Teachers’ opportunities for mentorship are essential to risky outdoor play and learning in schools

Zeni, M. ., Schnellert, L. ., & Brussoni, M. . (2023). “We do it anyway”: Professional identities of teachers who enact risky play as a framework for education outdoors. Journal of Outdoor and Environmental Education. https://doi.org/https://doi.org/10.1007/s42322-023-00140-6

Education outdoors considers the schoolyard and nearby natural spaces as an interactive context for daily school learning and is a form of outdoor learning and play. Risky play, as a pedagogical approach within education outdoors, can inspire engagement with learning that enables curricular content to “emerge directly from children’s outdoor play.” This research aimed to identify the “skills, dispositions and knowledge” of educators who facilitate education outdoors and risky play in the school context.

A cohort (n=17) of certified and experienced K-8 teachers, who utilize an education outdoors approach, from varied locations in British Columbia, Canada participated in the study. The cohort functioned as a learning community as teachers inquired into their education outdoors practices with researchers. Teachers attended six virtual meetings over a six-month period. Recordings of the meetings were transcribed and analyzed.

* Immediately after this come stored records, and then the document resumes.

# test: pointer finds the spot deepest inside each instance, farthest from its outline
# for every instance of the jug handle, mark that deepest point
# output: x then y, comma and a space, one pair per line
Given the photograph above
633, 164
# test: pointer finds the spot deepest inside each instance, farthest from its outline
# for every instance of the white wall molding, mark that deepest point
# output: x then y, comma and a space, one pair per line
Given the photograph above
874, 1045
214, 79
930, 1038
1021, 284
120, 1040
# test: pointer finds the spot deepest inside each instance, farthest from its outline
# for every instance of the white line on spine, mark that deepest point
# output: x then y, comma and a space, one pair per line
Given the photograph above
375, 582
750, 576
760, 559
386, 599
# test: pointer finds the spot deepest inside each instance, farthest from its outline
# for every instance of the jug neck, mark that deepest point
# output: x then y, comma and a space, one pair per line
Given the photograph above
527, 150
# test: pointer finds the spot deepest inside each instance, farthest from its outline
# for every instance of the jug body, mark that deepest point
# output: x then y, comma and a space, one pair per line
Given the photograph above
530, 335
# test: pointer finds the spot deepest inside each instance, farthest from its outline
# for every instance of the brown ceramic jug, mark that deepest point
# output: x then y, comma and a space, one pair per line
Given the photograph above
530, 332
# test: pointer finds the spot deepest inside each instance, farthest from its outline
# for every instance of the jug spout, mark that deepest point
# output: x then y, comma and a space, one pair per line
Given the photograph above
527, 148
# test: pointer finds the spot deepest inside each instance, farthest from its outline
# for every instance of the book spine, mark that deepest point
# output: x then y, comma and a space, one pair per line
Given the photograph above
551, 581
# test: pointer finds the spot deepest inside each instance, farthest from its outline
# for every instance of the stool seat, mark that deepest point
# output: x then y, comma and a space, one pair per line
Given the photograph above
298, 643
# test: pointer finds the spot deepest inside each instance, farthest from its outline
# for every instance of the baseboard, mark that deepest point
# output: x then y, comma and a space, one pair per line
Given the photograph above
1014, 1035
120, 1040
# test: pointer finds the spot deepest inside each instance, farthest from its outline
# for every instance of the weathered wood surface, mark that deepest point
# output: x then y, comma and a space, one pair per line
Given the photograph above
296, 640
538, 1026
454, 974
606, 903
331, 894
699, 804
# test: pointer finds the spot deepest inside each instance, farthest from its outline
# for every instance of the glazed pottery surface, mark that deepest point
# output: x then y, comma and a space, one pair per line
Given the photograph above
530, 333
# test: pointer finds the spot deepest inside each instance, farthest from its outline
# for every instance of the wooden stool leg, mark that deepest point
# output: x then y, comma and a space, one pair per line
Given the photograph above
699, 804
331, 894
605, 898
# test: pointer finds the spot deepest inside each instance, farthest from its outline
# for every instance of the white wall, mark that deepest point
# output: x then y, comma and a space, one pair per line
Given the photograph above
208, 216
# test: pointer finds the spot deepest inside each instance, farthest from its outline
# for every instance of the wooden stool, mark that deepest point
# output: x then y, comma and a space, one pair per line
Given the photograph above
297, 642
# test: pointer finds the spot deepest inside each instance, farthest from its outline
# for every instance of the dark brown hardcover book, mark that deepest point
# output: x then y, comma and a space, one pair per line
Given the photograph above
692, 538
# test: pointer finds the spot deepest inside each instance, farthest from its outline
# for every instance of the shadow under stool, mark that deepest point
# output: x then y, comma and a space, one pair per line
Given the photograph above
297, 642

Findings document how teachers sustained a “plucky persistence for education outdoors, in the face of significant challenges, personal discomfort, and viable alternatives to simply teach inside.” Three main themes were identified: informal knowledge and skills developed in context, developing knowledge and skills, and dispositions. In deciding to increase access to risky play, teachers mainly drew on their informal knowledge and skills, developed through lived experience and their own childhoods. Mentorship by experienced schoolteachers was especially vital to the development of knowledge and skills specific to teaching outdoors and even enabled teachers who were lacking outdoor play experience to embrace education outdoors. Overall, teachers demonstrated “dispositions of persistence, resilience, and self-efficacy.” A common challenge reported by teachers included disliking the outdoors or cold, wet conditions themselves. Teachers in the study were determined to persist for the wellbeing of their students, despite personal discomfort. Teachers’ self-efficacy was evident as they followed their instincts to prioritize students’ wellness over the structured curriculum. Emergent learning from play was considered joyful and meaningful, and enhanced teachers’ job fulfillment. “Pedagogical decision-making often reflected teacher confidence in the power of unstructured play to satisfy the wellness needs of learners, which translated to job satisfaction for educators.” Teacher resilience was shown through flexible attitudes in the face of challenges and was also demonstrated through their tolerance for risky play. Additionally, “collegial resilience,” supported through collaboration and mentorship, enabled teachers to maintain their education outdoors practice and resist an “inevitable default towards a traditional system of schooling.”

The study supports education outdoors “as a promising pedagogical approach for improving measures of wellness in children while potentially also improving teacher retention.” Findings encourage expanding professional mentorship on outdoor play and learning. The researchers conclude: “Advocacy for teacher leadership and mentorship in education outdoors, for teachers and by teachers, is necessary to build capacity and leverage how risky play can co-exist within systems of schooling.” Further, education outdoors as a part of every child’s school day would improve equitable access to outdoor learning and play for all students.